- Born: March 8, 1949 (age 77) St. Paul, Minnesota, USA
- Died: February 17, 2012 (aged 62) Woodbury, Minnesota, USA
- Height: 6 ft 3 in (191 cm)
- Weight: 230 lb (104 kg; 16 st 6 lb)
- Position: Defence
- Shot: Right
- Played for: WHA Minnesota Fighting Saints
- Playing career: 1970–1973

= Frank Sanders (ice hockey) =

American ice hockey player

Franklyn Bonn Sanders (March 8, 1949 – February 17, 2012) was an American professional ice hockey player who made 76 regular season game appearances for the WHA Minnesota Fighting Saints in the 1972–73 season. He retired after the season to become a pastor.

== Early life ==
Born in Oakdale, Minnesota, he is perhaps best known for being a member of the United States hockey team that won a silver medal in the 1972 Olympic Winter Games in Sapporo, Japan.

== Career ==
Sanders also played on the 1969 WCHA champion Minnesota Gophers hockey team and was captain of the 1970–71 team. He was awarded the John Mariucci Most Valuable Player Award that year.

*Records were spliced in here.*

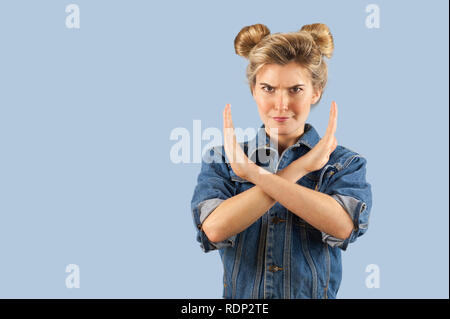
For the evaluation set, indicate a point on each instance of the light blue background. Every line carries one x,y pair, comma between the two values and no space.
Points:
86,115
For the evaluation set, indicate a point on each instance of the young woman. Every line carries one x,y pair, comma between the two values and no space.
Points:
281,212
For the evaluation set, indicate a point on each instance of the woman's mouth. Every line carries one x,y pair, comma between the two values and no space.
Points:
281,119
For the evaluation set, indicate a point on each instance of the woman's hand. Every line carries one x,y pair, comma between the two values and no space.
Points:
239,162
319,155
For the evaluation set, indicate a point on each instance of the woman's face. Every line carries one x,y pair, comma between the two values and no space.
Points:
284,95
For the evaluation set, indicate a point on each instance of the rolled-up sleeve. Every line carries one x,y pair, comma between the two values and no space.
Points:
351,190
213,187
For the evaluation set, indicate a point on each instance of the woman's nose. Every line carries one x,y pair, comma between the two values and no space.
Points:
282,102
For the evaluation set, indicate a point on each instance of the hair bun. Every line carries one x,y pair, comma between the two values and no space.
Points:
322,37
248,37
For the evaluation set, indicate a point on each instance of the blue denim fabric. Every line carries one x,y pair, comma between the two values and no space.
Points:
280,255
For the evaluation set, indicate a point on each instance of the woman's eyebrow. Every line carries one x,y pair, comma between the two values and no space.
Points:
300,84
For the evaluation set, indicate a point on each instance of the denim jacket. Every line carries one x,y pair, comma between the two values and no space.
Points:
280,255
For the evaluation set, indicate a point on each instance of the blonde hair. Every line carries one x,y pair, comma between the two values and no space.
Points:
307,47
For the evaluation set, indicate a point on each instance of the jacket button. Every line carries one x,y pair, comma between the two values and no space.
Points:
274,268
277,220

After turning down an offer by the Boston Bruins in order to play for the Olympics, Sanders was later signed by his hometown team, the Minnesota Fighting Saints. The Saints were a charter member of the upstart World Hockey Association, a professional league that was challenging the NHL hockey empire.

Sanders was known for his tough play and fighting ability. At the end of his first season, he unexpectedly quit playing hockey to pursue life in the ministry. Until his death, he was pastor at Spirit of Life Bible Church in Woodbury, Minnesota.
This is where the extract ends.